Colorado lawmakers returned to the Capitol on Monday to consider a $220 million stimulus package for restaurants, movie theaters, child care centers and other businesses that have been hard hit by coronavirus restrictions.
But lawmakers spent the week leading up to the special session trying to manage their constituents’ expectations for the state-funded stimulus.
Rep. Dylan Roberts, D-Avon, said at a recent town hall the package would not be a “silver bullet.”
“It’s not going to be enough, but it’s going to be better than nothing,” he said, adding that the federal government had more power to help.
In the absence of a federal stimulus package, lawmakers introduced more than a dozen bills on Monday. One of the most significant would provide $37 million to small businesses that have been hurt by capacity restrictions during the pandemic. A business that makes less than $500,000 in revenue each year could receive up to $3,500 from the state. Counties would distribute the money starting in February.
Meanwhile, some Republicans are introducing bills seeking to limit Gov. Jared Polis' emergency powers during the pandemic.
One measure aims to end the emergency declaration that is allowing Polis to issue executive orders such as his statewide mask mandate. Some Republicans have been critical of the orders, saying only the legislature should be able to enact such a rule.
Democrats maintain control of both chambers of the legislature and are expected to quickly block any efforts to limit the governor's power during the pandemic.
About a third of lawmakers participated remotely on session following a recent surge in virus cases.
Senate President Leroy Garcia said lawmakers and staff who returned to the Capitol during the pandemic were taking an “undeniable risk."
“We need to treat our time here with respect, reverence and an abundance of caution,” he said.

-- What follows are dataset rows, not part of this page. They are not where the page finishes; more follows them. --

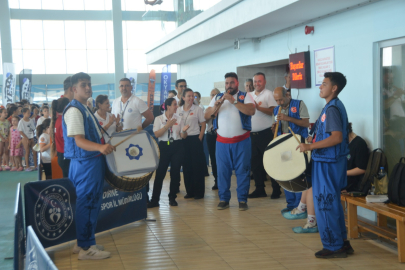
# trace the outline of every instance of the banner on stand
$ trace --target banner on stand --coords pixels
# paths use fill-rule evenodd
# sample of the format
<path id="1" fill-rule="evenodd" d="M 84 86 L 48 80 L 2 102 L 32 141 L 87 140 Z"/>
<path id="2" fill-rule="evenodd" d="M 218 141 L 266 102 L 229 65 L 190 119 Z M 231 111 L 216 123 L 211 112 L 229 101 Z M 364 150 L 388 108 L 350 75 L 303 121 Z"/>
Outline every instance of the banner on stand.
<path id="1" fill-rule="evenodd" d="M 15 64 L 3 64 L 3 105 L 15 101 Z"/>
<path id="2" fill-rule="evenodd" d="M 127 78 L 131 81 L 132 94 L 134 95 L 136 91 L 136 84 L 138 82 L 138 70 L 128 69 Z"/>
<path id="3" fill-rule="evenodd" d="M 18 82 L 20 86 L 20 101 L 26 99 L 31 102 L 32 70 L 21 70 Z"/>
<path id="4" fill-rule="evenodd" d="M 167 99 L 171 85 L 172 74 L 170 73 L 170 65 L 166 65 L 162 68 L 162 77 L 160 80 L 160 104 L 163 104 Z"/>
<path id="5" fill-rule="evenodd" d="M 25 269 L 49 269 L 58 270 L 49 258 L 44 247 L 31 226 L 27 228 L 27 256 L 25 257 Z"/>
<path id="6" fill-rule="evenodd" d="M 153 104 L 155 102 L 155 82 L 156 82 L 156 72 L 154 69 L 152 69 L 149 73 L 148 97 L 147 97 L 148 108 L 152 113 L 153 113 Z"/>

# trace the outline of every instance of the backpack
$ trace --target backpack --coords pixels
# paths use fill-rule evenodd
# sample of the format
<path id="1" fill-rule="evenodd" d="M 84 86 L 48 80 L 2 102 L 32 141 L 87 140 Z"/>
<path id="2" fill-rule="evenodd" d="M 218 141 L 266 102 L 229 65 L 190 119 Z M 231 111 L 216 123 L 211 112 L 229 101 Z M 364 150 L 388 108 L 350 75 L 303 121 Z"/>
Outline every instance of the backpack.
<path id="1" fill-rule="evenodd" d="M 384 167 L 384 170 L 388 171 L 387 157 L 381 148 L 374 149 L 368 157 L 367 169 L 361 180 L 358 191 L 367 195 L 371 189 L 371 184 L 374 183 L 374 176 L 378 174 L 380 168 Z"/>
<path id="2" fill-rule="evenodd" d="M 405 206 L 405 157 L 400 158 L 391 172 L 388 182 L 388 199 L 399 206 Z"/>

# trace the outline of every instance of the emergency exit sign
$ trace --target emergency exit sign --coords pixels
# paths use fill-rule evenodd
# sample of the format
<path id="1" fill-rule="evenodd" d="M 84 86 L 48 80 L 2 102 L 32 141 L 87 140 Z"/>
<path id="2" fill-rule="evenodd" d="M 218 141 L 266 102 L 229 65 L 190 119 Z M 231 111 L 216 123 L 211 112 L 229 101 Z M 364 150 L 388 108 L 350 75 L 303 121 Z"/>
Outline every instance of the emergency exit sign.
<path id="1" fill-rule="evenodd" d="M 311 88 L 309 52 L 290 54 L 291 88 Z"/>

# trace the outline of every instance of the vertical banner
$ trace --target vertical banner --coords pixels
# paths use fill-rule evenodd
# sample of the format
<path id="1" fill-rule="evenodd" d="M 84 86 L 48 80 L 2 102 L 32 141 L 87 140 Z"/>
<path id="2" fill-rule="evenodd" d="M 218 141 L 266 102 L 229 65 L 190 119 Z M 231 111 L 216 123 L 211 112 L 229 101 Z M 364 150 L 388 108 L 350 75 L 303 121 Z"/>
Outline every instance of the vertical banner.
<path id="1" fill-rule="evenodd" d="M 138 82 L 138 70 L 128 69 L 127 78 L 131 81 L 132 94 L 135 95 L 136 83 Z"/>
<path id="2" fill-rule="evenodd" d="M 22 208 L 21 185 L 17 185 L 14 207 L 14 269 L 24 269 L 25 232 Z"/>
<path id="3" fill-rule="evenodd" d="M 149 73 L 148 97 L 147 97 L 148 108 L 152 113 L 153 113 L 153 104 L 155 101 L 155 82 L 156 82 L 156 73 L 155 70 L 152 69 Z"/>
<path id="4" fill-rule="evenodd" d="M 335 47 L 315 50 L 315 85 L 320 86 L 325 72 L 335 72 Z"/>
<path id="5" fill-rule="evenodd" d="M 24 269 L 58 270 L 31 226 L 27 227 L 27 256 L 25 257 Z"/>
<path id="6" fill-rule="evenodd" d="M 172 74 L 170 73 L 170 65 L 162 68 L 162 78 L 160 80 L 160 104 L 163 104 L 167 99 L 172 83 Z"/>
<path id="7" fill-rule="evenodd" d="M 15 101 L 15 64 L 4 63 L 3 65 L 3 105 Z"/>
<path id="8" fill-rule="evenodd" d="M 18 83 L 20 86 L 20 100 L 26 99 L 31 102 L 32 70 L 21 70 Z"/>

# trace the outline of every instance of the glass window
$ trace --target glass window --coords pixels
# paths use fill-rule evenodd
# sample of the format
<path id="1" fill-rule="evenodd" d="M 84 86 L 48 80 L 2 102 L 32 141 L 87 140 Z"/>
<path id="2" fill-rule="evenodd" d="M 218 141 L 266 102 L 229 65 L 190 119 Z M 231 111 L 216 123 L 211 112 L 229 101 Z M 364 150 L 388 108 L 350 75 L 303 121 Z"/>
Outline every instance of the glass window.
<path id="1" fill-rule="evenodd" d="M 383 148 L 388 175 L 405 156 L 405 45 L 381 49 Z"/>
<path id="2" fill-rule="evenodd" d="M 41 0 L 19 0 L 22 9 L 41 9 Z"/>
<path id="3" fill-rule="evenodd" d="M 19 0 L 8 0 L 8 6 L 10 8 L 20 8 L 20 1 Z"/>
<path id="4" fill-rule="evenodd" d="M 86 21 L 87 49 L 107 49 L 107 33 L 104 21 Z"/>
<path id="5" fill-rule="evenodd" d="M 134 0 L 121 0 L 121 9 L 127 11 L 145 10 L 145 2 Z"/>
<path id="6" fill-rule="evenodd" d="M 44 21 L 45 50 L 65 49 L 65 26 L 63 21 Z"/>
<path id="7" fill-rule="evenodd" d="M 65 0 L 63 8 L 66 10 L 84 10 L 83 0 Z"/>
<path id="8" fill-rule="evenodd" d="M 89 73 L 108 73 L 107 50 L 88 50 L 87 66 Z"/>
<path id="9" fill-rule="evenodd" d="M 21 37 L 23 49 L 44 49 L 42 21 L 21 20 Z"/>
<path id="10" fill-rule="evenodd" d="M 33 74 L 45 74 L 43 50 L 23 50 L 24 68 L 32 69 Z M 19 72 L 18 70 L 16 70 Z"/>
<path id="11" fill-rule="evenodd" d="M 45 51 L 46 74 L 66 74 L 66 51 Z"/>
<path id="12" fill-rule="evenodd" d="M 42 9 L 62 10 L 63 1 L 62 0 L 42 0 Z"/>
<path id="13" fill-rule="evenodd" d="M 23 55 L 22 50 L 14 50 L 13 49 L 13 62 L 15 64 L 16 72 L 21 71 L 23 69 Z"/>
<path id="14" fill-rule="evenodd" d="M 86 49 L 86 26 L 84 21 L 65 21 L 65 39 L 67 50 Z"/>
<path id="15" fill-rule="evenodd" d="M 106 0 L 85 0 L 84 9 L 85 10 L 111 10 L 111 4 L 107 5 Z M 109 7 L 109 8 L 108 8 Z"/>
<path id="16" fill-rule="evenodd" d="M 13 49 L 22 49 L 21 47 L 21 21 L 10 20 L 11 46 Z"/>
<path id="17" fill-rule="evenodd" d="M 108 57 L 107 58 L 107 60 L 108 60 L 108 73 L 115 73 L 114 51 L 113 50 L 108 50 L 107 51 L 107 57 Z"/>
<path id="18" fill-rule="evenodd" d="M 67 73 L 87 72 L 86 50 L 66 50 Z"/>
<path id="19" fill-rule="evenodd" d="M 111 21 L 106 21 L 105 26 L 106 26 L 106 30 L 107 30 L 107 49 L 114 50 L 113 24 Z"/>

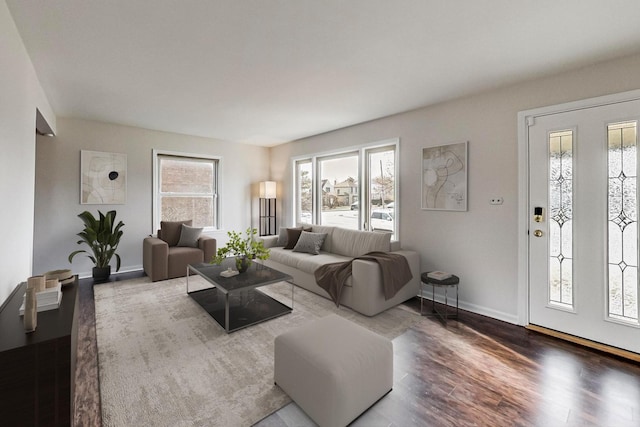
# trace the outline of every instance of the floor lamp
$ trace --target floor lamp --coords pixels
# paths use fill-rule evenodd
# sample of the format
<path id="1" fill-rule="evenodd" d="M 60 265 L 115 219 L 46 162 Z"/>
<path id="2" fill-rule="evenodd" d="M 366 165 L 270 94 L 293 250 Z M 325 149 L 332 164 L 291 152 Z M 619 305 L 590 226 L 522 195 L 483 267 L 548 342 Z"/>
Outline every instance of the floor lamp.
<path id="1" fill-rule="evenodd" d="M 260 235 L 276 234 L 276 183 L 260 183 Z"/>

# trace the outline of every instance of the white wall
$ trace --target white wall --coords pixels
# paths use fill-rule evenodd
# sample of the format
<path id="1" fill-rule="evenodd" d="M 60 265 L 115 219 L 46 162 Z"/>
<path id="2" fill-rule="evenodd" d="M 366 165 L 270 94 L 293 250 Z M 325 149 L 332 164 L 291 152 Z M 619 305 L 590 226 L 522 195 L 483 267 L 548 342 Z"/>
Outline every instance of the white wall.
<path id="1" fill-rule="evenodd" d="M 0 303 L 32 274 L 36 109 L 55 131 L 53 110 L 0 1 Z"/>
<path id="2" fill-rule="evenodd" d="M 517 113 L 640 88 L 640 56 L 598 64 L 345 128 L 272 149 L 282 185 L 283 224 L 293 218 L 291 157 L 400 138 L 400 240 L 421 254 L 422 271 L 458 274 L 460 306 L 518 320 Z M 422 148 L 469 141 L 469 211 L 420 207 Z M 489 204 L 492 197 L 504 204 Z"/>
<path id="3" fill-rule="evenodd" d="M 269 149 L 244 144 L 157 132 L 80 119 L 58 119 L 54 138 L 38 138 L 36 159 L 34 271 L 72 268 L 91 275 L 93 264 L 78 255 L 70 266 L 69 253 L 86 249 L 77 245 L 82 230 L 77 215 L 89 210 L 117 211 L 125 223 L 118 248 L 121 271 L 142 268 L 142 239 L 152 232 L 152 150 L 169 150 L 222 156 L 221 221 L 223 229 L 212 233 L 218 244 L 227 230 L 256 226 L 257 183 L 269 178 Z M 127 202 L 124 205 L 80 204 L 80 150 L 127 154 Z M 240 167 L 239 167 L 240 166 Z M 252 215 L 253 209 L 253 215 Z M 155 231 L 153 231 L 155 232 Z M 115 260 L 112 260 L 112 272 Z"/>

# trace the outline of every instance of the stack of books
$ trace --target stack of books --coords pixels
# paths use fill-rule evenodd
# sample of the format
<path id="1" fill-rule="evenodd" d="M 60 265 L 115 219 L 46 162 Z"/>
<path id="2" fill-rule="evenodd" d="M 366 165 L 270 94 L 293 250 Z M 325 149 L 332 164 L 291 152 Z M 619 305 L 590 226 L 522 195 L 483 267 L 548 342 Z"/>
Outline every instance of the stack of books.
<path id="1" fill-rule="evenodd" d="M 44 291 L 37 292 L 36 299 L 38 301 L 38 312 L 57 309 L 60 307 L 60 301 L 62 301 L 62 284 L 58 283 L 55 288 L 47 288 Z M 20 316 L 22 315 L 24 315 L 24 296 L 20 306 Z"/>
<path id="2" fill-rule="evenodd" d="M 445 280 L 451 277 L 451 273 L 447 273 L 446 271 L 430 271 L 427 273 L 427 277 L 435 280 Z"/>

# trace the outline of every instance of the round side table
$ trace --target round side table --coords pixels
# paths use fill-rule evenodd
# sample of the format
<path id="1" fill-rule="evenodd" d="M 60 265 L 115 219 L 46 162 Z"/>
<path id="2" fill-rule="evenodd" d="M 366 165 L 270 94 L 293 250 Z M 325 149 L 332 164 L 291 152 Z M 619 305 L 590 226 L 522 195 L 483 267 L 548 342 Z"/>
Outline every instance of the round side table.
<path id="1" fill-rule="evenodd" d="M 460 283 L 460 278 L 458 276 L 452 275 L 451 277 L 443 280 L 433 279 L 428 276 L 429 272 L 422 273 L 420 275 L 420 280 L 422 283 L 420 284 L 420 315 L 422 315 L 422 305 L 423 305 L 423 284 L 431 286 L 431 311 L 435 313 L 442 321 L 447 324 L 447 319 L 457 319 L 458 318 L 458 284 Z M 449 314 L 449 301 L 447 291 L 448 289 L 454 286 L 456 288 L 456 314 Z M 444 288 L 444 313 L 439 312 L 436 309 L 436 287 Z"/>

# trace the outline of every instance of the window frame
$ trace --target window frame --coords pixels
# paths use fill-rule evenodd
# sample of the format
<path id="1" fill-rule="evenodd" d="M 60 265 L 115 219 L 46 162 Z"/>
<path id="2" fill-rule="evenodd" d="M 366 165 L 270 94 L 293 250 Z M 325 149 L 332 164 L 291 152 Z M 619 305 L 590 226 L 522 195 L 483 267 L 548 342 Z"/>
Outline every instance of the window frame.
<path id="1" fill-rule="evenodd" d="M 316 194 L 316 200 L 314 203 L 314 208 L 315 210 L 311 213 L 311 217 L 313 219 L 313 223 L 314 224 L 319 224 L 319 225 L 325 225 L 322 224 L 322 206 L 323 206 L 323 200 L 322 200 L 322 162 L 325 161 L 331 161 L 331 160 L 337 160 L 337 159 L 343 159 L 343 158 L 347 158 L 347 157 L 356 157 L 357 158 L 357 179 L 358 179 L 358 188 L 361 185 L 361 181 L 362 181 L 362 151 L 361 151 L 361 147 L 350 147 L 350 148 L 346 148 L 344 150 L 341 151 L 332 151 L 329 153 L 321 153 L 318 155 L 315 155 L 313 157 L 313 162 L 315 165 L 315 170 L 317 171 L 317 177 L 316 179 L 318 180 L 317 182 L 317 186 L 320 187 L 320 190 L 317 192 Z M 333 191 L 335 191 L 337 193 L 337 195 L 340 194 L 340 190 L 336 189 L 335 185 L 337 183 L 333 183 L 331 184 L 330 180 L 327 180 L 327 186 L 328 188 L 333 187 Z M 362 226 L 362 218 L 361 218 L 361 213 L 358 211 L 358 219 L 357 222 L 358 224 L 358 230 L 362 230 L 363 226 Z"/>
<path id="2" fill-rule="evenodd" d="M 374 206 L 372 206 L 371 204 L 371 200 L 373 199 L 374 195 L 371 194 L 371 189 L 370 189 L 370 184 L 371 184 L 371 169 L 369 168 L 369 156 L 376 154 L 376 153 L 381 153 L 381 152 L 385 152 L 388 151 L 390 147 L 393 147 L 394 149 L 394 154 L 393 154 L 393 173 L 394 173 L 394 178 L 393 178 L 393 194 L 394 194 L 394 202 L 396 200 L 400 200 L 400 139 L 396 139 L 394 140 L 394 143 L 391 143 L 390 141 L 382 141 L 382 143 L 380 144 L 375 144 L 375 145 L 371 145 L 371 146 L 367 146 L 364 147 L 362 149 L 363 151 L 363 156 L 362 156 L 362 163 L 364 164 L 364 168 L 362 171 L 363 174 L 363 185 L 366 185 L 366 187 L 364 187 L 364 197 L 362 199 L 358 199 L 358 202 L 365 202 L 365 209 L 363 209 L 363 203 L 360 203 L 359 205 L 359 211 L 361 212 L 360 215 L 361 216 L 361 221 L 362 221 L 362 229 L 363 230 L 368 230 L 368 231 L 374 231 L 373 229 L 373 224 L 371 222 L 371 219 L 373 219 L 373 211 L 375 209 L 378 209 Z M 399 239 L 399 234 L 400 234 L 400 228 L 399 228 L 399 209 L 400 209 L 400 203 L 395 204 L 394 203 L 394 215 L 392 216 L 393 218 L 393 222 L 394 222 L 394 230 L 393 230 L 393 236 L 395 237 L 396 240 Z"/>
<path id="3" fill-rule="evenodd" d="M 371 195 L 368 190 L 368 179 L 370 175 L 369 167 L 367 165 L 368 155 L 370 153 L 385 151 L 385 149 L 394 150 L 394 222 L 395 222 L 395 239 L 400 235 L 400 138 L 386 139 L 382 141 L 362 144 L 358 146 L 344 147 L 338 150 L 331 150 L 326 152 L 318 152 L 307 154 L 303 156 L 296 156 L 291 158 L 292 165 L 292 187 L 293 201 L 291 204 L 291 214 L 293 218 L 293 224 L 300 223 L 300 201 L 299 201 L 299 183 L 298 183 L 298 165 L 302 163 L 310 163 L 312 168 L 312 198 L 313 208 L 311 212 L 311 221 L 313 224 L 320 224 L 321 211 L 318 208 L 322 206 L 322 179 L 319 175 L 320 162 L 322 160 L 340 158 L 351 156 L 357 153 L 358 155 L 358 186 L 355 189 L 355 194 L 358 196 L 358 230 L 369 230 L 370 221 L 368 218 L 371 216 L 371 211 L 367 208 Z M 366 209 L 363 209 L 365 207 Z"/>
<path id="4" fill-rule="evenodd" d="M 311 159 L 308 158 L 301 158 L 301 159 L 294 159 L 293 161 L 293 191 L 291 192 L 291 194 L 293 194 L 293 200 L 294 202 L 292 203 L 292 207 L 293 207 L 293 218 L 295 218 L 295 222 L 301 222 L 301 218 L 302 218 L 302 206 L 300 206 L 299 203 L 299 199 L 301 197 L 301 185 L 298 182 L 298 174 L 300 172 L 301 169 L 301 165 L 303 164 L 309 164 L 311 166 L 311 222 L 313 223 L 315 221 L 315 218 L 313 217 L 313 212 L 315 212 L 316 210 L 316 185 L 314 185 L 315 182 L 315 176 L 316 176 L 316 167 L 315 164 L 313 163 L 313 161 Z M 320 193 L 322 193 L 322 188 L 320 189 Z"/>
<path id="5" fill-rule="evenodd" d="M 217 231 L 221 228 L 221 209 L 220 209 L 220 199 L 221 199 L 221 183 L 220 176 L 222 169 L 222 157 L 221 156 L 213 156 L 208 154 L 199 154 L 199 153 L 185 153 L 180 151 L 168 151 L 168 150 L 158 150 L 153 149 L 152 152 L 153 157 L 153 193 L 152 193 L 152 221 L 151 221 L 151 233 L 155 235 L 156 231 L 160 229 L 160 160 L 168 157 L 173 158 L 182 158 L 185 160 L 195 160 L 195 161 L 211 161 L 213 163 L 213 176 L 214 176 L 214 185 L 213 185 L 213 212 L 214 212 L 214 221 L 212 227 L 204 227 L 204 232 Z"/>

As Garcia spoke, several Republican lawmakers in the Capitol were not wearing masks. State Rep. Larry Liston wore his mask over his head instead of his face in the House chamber for several minutes, telling the Denver Post he was “goofing around.”
Public health officials have estimated in recent days that as many as one in 41 Colorado residents are contagious with the virus. The death toll is approaching 3,000 residents after the recent spike in cases.
State lawmakers also kicked off the session offering prayers to Gov. Jared Polis and his partner Marlon Reis, both of who were diagnosed with the virus on Saturday.
Lawmakers are aiming to finish the special session on Wednesday.